Mylan moves to hide cost of EpiPen from consumers
September 18, 2016
Mylan has been in the news a lot recently, mostly being criticized for the pricing of their popular EpiPen product. Mylan's CEO has responded by blaming health insurance plan design, saying that the rise of plan deductibles has exposed consumers to higher out-of-pocket costs. Congress has called in Mylan's CEO for a hearing, and people have suggested that a price cap of some sort should be imposed. With all of the current unpopularity, Mylan is reported as seeking another way of shielding itself from criticism: by getting EpiPen formally recognized as a preventative drug. If such a designation were to occur, most insurance companies would be required to cover the cost without imposing a co-pay on patients, leading to a classic example of a third-party payer problem (when a different party pays than the party receiving the benefit).
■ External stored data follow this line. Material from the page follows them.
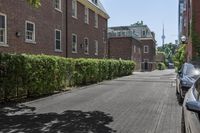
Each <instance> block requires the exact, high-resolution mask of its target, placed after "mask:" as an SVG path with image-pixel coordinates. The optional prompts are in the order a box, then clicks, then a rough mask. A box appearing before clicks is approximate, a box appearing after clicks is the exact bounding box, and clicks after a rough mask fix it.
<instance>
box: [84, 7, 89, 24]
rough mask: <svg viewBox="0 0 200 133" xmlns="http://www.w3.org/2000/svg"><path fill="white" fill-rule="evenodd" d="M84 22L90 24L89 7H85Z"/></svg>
mask: <svg viewBox="0 0 200 133" xmlns="http://www.w3.org/2000/svg"><path fill="white" fill-rule="evenodd" d="M84 21H85V23H86V24H89V9H88V8H87V7H85V17H84Z"/></svg>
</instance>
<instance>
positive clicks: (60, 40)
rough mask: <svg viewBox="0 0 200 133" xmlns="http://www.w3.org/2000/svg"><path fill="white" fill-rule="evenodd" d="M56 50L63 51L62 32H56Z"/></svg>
mask: <svg viewBox="0 0 200 133" xmlns="http://www.w3.org/2000/svg"><path fill="white" fill-rule="evenodd" d="M55 50H56V51H61V30H57V29H56V30H55Z"/></svg>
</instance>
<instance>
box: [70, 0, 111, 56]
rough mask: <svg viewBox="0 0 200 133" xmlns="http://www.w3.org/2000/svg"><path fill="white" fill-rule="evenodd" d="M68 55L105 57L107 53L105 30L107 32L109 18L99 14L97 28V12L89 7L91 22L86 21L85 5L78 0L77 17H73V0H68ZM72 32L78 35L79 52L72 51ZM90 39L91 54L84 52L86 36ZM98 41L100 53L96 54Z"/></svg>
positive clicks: (78, 44) (89, 16) (105, 33)
mask: <svg viewBox="0 0 200 133" xmlns="http://www.w3.org/2000/svg"><path fill="white" fill-rule="evenodd" d="M67 5H68V8H67V12H68V14H67V20H68V21H67V38H68V40H67V48H68V49H67V51H68V52H67V53H68V54H67V56H68V57H73V58H79V57H85V58H103V57H105V56H106V55H107V39H106V41H105V42H104V41H103V32H104V31H105V34H107V19H105V18H103V17H101V16H100V15H98V24H99V25H98V28H95V27H94V25H95V19H94V18H95V17H94V16H95V13H94V11H92V10H90V9H89V24H86V23H85V22H84V12H85V6H84V5H82V4H81V3H79V2H77V10H78V11H77V12H78V13H77V19H76V18H73V17H72V0H67ZM72 34H76V35H77V40H78V44H77V53H72ZM85 37H87V38H88V39H89V54H85V53H84V38H85ZM95 40H97V41H98V47H99V51H98V55H95V45H94V44H95V43H94V41H95Z"/></svg>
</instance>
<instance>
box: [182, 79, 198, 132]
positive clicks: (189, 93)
mask: <svg viewBox="0 0 200 133" xmlns="http://www.w3.org/2000/svg"><path fill="white" fill-rule="evenodd" d="M181 130H182V133H200V78H198V80H197V81H196V82H195V83H194V85H193V86H192V87H191V88H190V89H189V91H188V92H187V93H186V95H185V99H184V102H183V107H182V121H181Z"/></svg>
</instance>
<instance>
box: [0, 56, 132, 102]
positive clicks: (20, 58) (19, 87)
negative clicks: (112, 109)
mask: <svg viewBox="0 0 200 133" xmlns="http://www.w3.org/2000/svg"><path fill="white" fill-rule="evenodd" d="M134 67H135V63H134V62H133V61H124V60H107V59H71V58H62V57H56V56H47V55H26V54H3V53H0V100H9V99H13V98H22V97H35V96H41V95H45V94H51V93H54V92H55V91H61V90H62V89H63V88H65V87H66V86H80V85H86V84H92V83H97V82H101V81H103V80H108V79H113V78H116V77H120V76H125V75H130V74H131V73H132V71H133V70H134Z"/></svg>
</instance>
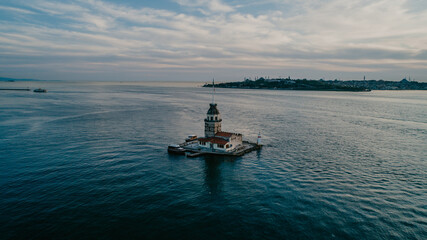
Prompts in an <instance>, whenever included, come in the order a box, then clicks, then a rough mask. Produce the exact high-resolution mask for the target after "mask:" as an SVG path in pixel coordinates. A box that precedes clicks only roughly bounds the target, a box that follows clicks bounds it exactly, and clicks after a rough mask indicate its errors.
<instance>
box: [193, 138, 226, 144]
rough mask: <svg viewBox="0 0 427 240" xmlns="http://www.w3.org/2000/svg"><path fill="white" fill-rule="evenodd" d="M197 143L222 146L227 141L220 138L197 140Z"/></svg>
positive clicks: (213, 138) (209, 138) (223, 139)
mask: <svg viewBox="0 0 427 240" xmlns="http://www.w3.org/2000/svg"><path fill="white" fill-rule="evenodd" d="M199 141H200V142H210V143H216V144H222V145H225V144H227V143H228V141H226V140H224V139H222V138H217V137H210V138H199Z"/></svg>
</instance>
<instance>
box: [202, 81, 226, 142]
mask: <svg viewBox="0 0 427 240" xmlns="http://www.w3.org/2000/svg"><path fill="white" fill-rule="evenodd" d="M212 88H213V89H212V103H211V104H209V105H210V107H209V110H208V113H207V114H206V119H205V137H214V136H215V134H216V133H217V132H221V122H222V119H221V114H220V113H219V111H218V109H217V108H216V106H217V105H216V103H215V82H214V81H212Z"/></svg>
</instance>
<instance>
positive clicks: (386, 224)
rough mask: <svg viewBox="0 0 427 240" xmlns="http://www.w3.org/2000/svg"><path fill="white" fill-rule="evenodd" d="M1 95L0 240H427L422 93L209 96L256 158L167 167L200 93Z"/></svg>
mask: <svg viewBox="0 0 427 240" xmlns="http://www.w3.org/2000/svg"><path fill="white" fill-rule="evenodd" d="M1 86H3V87H9V86H30V87H32V88H36V87H44V88H47V89H48V90H49V92H48V93H45V94H40V93H39V94H37V93H33V92H9V91H0V233H1V236H0V238H2V239H49V238H51V239H81V238H83V239H85V238H100V239H110V238H111V239H113V238H120V239H126V238H131V239H133V238H141V239H163V238H169V239H426V237H427V161H426V160H427V92H425V91H424V92H423V91H373V92H366V93H351V92H309V91H307V92H306V91H274V90H242V89H217V95H216V102H217V103H218V109H219V110H220V112H221V114H222V117H223V125H222V126H223V130H228V131H236V132H241V133H243V134H244V139H246V140H251V141H255V139H256V136H257V135H258V132H259V131H260V132H261V134H262V136H263V142H264V144H265V147H264V148H263V149H262V150H261V151H259V152H252V153H249V154H247V155H245V156H242V157H238V158H218V157H201V158H191V159H190V158H185V157H184V156H170V155H168V154H167V152H166V147H167V145H168V144H173V143H178V142H181V141H182V140H183V139H184V138H185V137H186V135H188V134H198V135H201V134H202V133H203V126H204V122H203V119H204V117H205V114H206V112H207V110H208V108H209V102H210V100H211V96H210V94H209V92H210V89H205V88H200V87H198V86H197V84H194V83H193V84H189V83H187V84H180V83H174V84H172V85H171V84H170V83H164V84H153V83H151V84H150V83H72V82H32V83H30V82H28V83H25V82H24V83H22V82H16V83H1Z"/></svg>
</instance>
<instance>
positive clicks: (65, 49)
mask: <svg viewBox="0 0 427 240" xmlns="http://www.w3.org/2000/svg"><path fill="white" fill-rule="evenodd" d="M0 21H1V22H0V76H1V77H13V78H37V79H47V80H53V79H57V80H120V81H126V80H131V81H136V80H146V81H157V80H166V81H173V80H190V81H201V82H206V81H209V80H210V79H212V77H215V78H216V79H218V81H233V80H234V81H237V80H242V79H243V78H244V77H252V78H253V77H256V76H270V77H287V76H291V77H292V78H312V79H319V78H324V79H335V78H337V79H362V78H363V76H364V75H366V77H367V78H368V79H386V80H400V79H402V78H403V77H405V76H411V78H412V79H414V78H415V79H416V81H427V1H425V0H376V1H372V0H264V1H255V0H228V1H226V0H155V1H154V0H121V1H119V0H116V1H114V0H70V1H53V0H32V1H28V0H2V1H0Z"/></svg>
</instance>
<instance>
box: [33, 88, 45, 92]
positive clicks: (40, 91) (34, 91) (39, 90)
mask: <svg viewBox="0 0 427 240" xmlns="http://www.w3.org/2000/svg"><path fill="white" fill-rule="evenodd" d="M34 92H47V90H46V89H43V88H37V89H34Z"/></svg>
Instead of patients trying to find more cost-effective alternatives, insurance companies would likely pass on the cost to everyone through higher premiums. As scary as it might be for current patients who are exposed to the actual price of EpiPen, the current outcry is a step forward in patients learning about the actual sale price of drugs, which might spark a broader conversation of how and which drugs are covered. If Mylan were successful in getting the desired designation, such conversation might get delayed until another drug or procedure takes its place or until premiums rise too much --which might not be that far off.
For all of the maneuvering that may have happened in the background, it is noteworthy that two non-profits declined industry funding because of a conflict of interest (and presumably putting patient interests first).